There seems to be little inflection in the language, like Chinese, and like Bruno's own speech (he confuses were for was, am for are, do for does), being merely an isolating mixture of nouns/pronouns and simple verbs; the syntax appears to follow nursery English. We even recognise traditional nursery formulae such as 'bow wow', which, we now understand, means 'What do you want?' And why is this interesting? Well, it demonstrates that the dogspeak is merely another reflection of Carroll's preoccupation with the cadences and idiosyncrasies of childspeak: and with the cadences and idiosyncrasies of childthink. Everywhere we look we come again across that reflected image of innocence which pervades the book.

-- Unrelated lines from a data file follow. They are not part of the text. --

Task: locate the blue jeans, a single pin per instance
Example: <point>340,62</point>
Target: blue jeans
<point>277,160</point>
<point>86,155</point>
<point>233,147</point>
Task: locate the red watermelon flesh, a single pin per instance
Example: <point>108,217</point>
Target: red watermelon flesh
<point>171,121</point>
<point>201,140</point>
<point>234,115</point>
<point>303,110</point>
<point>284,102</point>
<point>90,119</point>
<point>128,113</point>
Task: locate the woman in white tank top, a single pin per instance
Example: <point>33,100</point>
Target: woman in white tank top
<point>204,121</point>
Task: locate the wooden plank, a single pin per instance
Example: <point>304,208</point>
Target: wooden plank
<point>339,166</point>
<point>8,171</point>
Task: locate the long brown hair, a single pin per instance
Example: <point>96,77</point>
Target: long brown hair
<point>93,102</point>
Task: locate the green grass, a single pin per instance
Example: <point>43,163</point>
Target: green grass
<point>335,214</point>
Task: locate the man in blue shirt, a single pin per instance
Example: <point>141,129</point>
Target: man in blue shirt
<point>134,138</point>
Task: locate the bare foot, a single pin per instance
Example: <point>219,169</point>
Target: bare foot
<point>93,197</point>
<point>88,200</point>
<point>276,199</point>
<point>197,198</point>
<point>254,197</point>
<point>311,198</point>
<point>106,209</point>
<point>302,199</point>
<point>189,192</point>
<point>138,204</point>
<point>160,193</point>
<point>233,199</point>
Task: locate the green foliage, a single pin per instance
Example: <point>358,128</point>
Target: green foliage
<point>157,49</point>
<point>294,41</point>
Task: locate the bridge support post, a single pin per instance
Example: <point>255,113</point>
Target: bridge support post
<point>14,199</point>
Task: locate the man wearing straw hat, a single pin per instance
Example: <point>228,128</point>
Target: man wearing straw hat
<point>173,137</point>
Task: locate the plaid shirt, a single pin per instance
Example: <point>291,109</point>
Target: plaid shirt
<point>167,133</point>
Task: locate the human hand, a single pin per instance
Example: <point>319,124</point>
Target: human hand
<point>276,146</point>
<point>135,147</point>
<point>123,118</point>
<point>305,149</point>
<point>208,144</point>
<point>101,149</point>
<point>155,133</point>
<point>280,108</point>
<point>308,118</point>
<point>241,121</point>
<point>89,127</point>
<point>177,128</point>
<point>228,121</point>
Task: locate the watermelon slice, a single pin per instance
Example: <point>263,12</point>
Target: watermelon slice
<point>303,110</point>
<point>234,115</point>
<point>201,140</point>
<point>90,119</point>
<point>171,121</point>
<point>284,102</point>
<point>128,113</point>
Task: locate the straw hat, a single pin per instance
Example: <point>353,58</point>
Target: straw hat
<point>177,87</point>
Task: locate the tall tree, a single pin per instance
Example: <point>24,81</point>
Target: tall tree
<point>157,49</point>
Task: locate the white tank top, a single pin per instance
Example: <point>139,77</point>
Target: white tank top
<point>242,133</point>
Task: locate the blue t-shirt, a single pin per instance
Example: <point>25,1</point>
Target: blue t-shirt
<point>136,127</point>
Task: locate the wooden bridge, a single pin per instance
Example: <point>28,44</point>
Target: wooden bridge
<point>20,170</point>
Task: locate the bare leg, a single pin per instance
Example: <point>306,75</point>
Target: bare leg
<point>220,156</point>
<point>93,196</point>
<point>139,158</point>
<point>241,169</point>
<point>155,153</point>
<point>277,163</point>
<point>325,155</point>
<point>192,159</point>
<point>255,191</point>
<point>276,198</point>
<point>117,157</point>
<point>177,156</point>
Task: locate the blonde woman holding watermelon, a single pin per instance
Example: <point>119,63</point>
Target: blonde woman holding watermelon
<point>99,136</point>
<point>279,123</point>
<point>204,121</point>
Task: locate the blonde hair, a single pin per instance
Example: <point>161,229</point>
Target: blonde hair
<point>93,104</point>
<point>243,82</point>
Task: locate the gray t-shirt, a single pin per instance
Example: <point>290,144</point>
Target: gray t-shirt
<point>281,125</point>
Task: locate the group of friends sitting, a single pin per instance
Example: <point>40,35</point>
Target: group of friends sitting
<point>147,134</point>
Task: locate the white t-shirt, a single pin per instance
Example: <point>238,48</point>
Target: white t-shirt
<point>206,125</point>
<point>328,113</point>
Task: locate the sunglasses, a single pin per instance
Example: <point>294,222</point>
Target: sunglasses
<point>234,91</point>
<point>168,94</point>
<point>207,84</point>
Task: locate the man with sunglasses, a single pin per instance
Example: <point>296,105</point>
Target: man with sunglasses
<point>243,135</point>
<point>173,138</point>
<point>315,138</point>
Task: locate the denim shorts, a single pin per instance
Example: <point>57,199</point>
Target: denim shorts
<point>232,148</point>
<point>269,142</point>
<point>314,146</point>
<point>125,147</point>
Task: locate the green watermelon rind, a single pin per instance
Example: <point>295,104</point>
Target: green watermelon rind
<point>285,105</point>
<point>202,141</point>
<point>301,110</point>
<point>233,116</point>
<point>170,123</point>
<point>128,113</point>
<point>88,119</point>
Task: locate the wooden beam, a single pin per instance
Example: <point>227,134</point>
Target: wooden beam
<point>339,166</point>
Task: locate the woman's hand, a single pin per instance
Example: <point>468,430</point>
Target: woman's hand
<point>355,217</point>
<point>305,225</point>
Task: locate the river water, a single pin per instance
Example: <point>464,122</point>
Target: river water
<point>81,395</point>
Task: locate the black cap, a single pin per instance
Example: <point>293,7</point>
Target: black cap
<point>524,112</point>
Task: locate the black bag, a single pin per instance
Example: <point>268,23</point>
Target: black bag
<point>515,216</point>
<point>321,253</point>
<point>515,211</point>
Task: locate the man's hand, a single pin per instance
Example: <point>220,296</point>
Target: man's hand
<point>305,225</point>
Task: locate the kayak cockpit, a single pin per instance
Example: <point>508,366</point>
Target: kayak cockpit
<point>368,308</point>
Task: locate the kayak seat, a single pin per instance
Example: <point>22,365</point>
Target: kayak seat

It's easy to see why Joyce picked up on all of this. A glance at the relevant chapter of Atherton's widely-read introduction to the Books at the Wake will make clear some rather obvious parallels between Sylvie and Bruno and Joyce's late opus: the punning [Dodgson, dogs, gods, Sons, and dodging all favourites in Joyce], the use of dream, the cut-and-paste composition (for which see Carroll's remarkable preface), the nostalgia, the scene-switching (I noted earlier Carroll's trope of starting mid-sentence, most famous in the Wake), and keenest of all, the incestuous sexuality. It was almost a foregone conclusion that Joyce would weave Isa Bowman, who modelled Sylvie and whose name is acrostiched in Sylvie's opening doggerel, into the fabric of his recurring Issy / Isolde cipher, particularly given the preoccupation with split personality in both works (Sylvie reflects Lady Muriel, and Issy becomes Is-Is / Isis). Not only do the names match, but the fetishization of Issy by her father (realised in constant taboo-deformation of his dream-speech) replies to the prurient voyeurism of Carroll for his young female cohorts. The same quasi-sexual obsession of man for daughter-figure, sublimated in denial, haunts both works.

*

These four posts have been leading somewhere. Fairies, photography, drawing-room science, and renditions of language: all these bespeak the most awful lament in English literature. Sylvie's personality is at once the core of the work, and its least-defined element. She defines herself primarily by an eternal love for the world: her magic locket reads 'Sylvie will love all'. Apart from this, her only emotion is an amused impatience with her mischievous brother. She is a fairy, but Furniss was instructed to draw her without wings, and with the barest attire permitted by Victorian decency (Carroll would have wanted her naked, ideally). Unlike Bruno, and unlike Alice, Sylvie—by name a creature of the woods—is not sullied with character. Like Issy, therefore, she functions as a cipher. At the heart of this rich tapestry is a blank, a turning-away, a denial of things as they are. Hence fairies, hence genteel thought-experiments and pleasant Anglican parlour-rhetoric, hence stylised, simplistic fantasy language, not so much signifying as performing an innocence. These are the products of a mathematician: a man whose professional thought tended always away from that 'horrid' world, towards whimsy and the abstraction of pure number.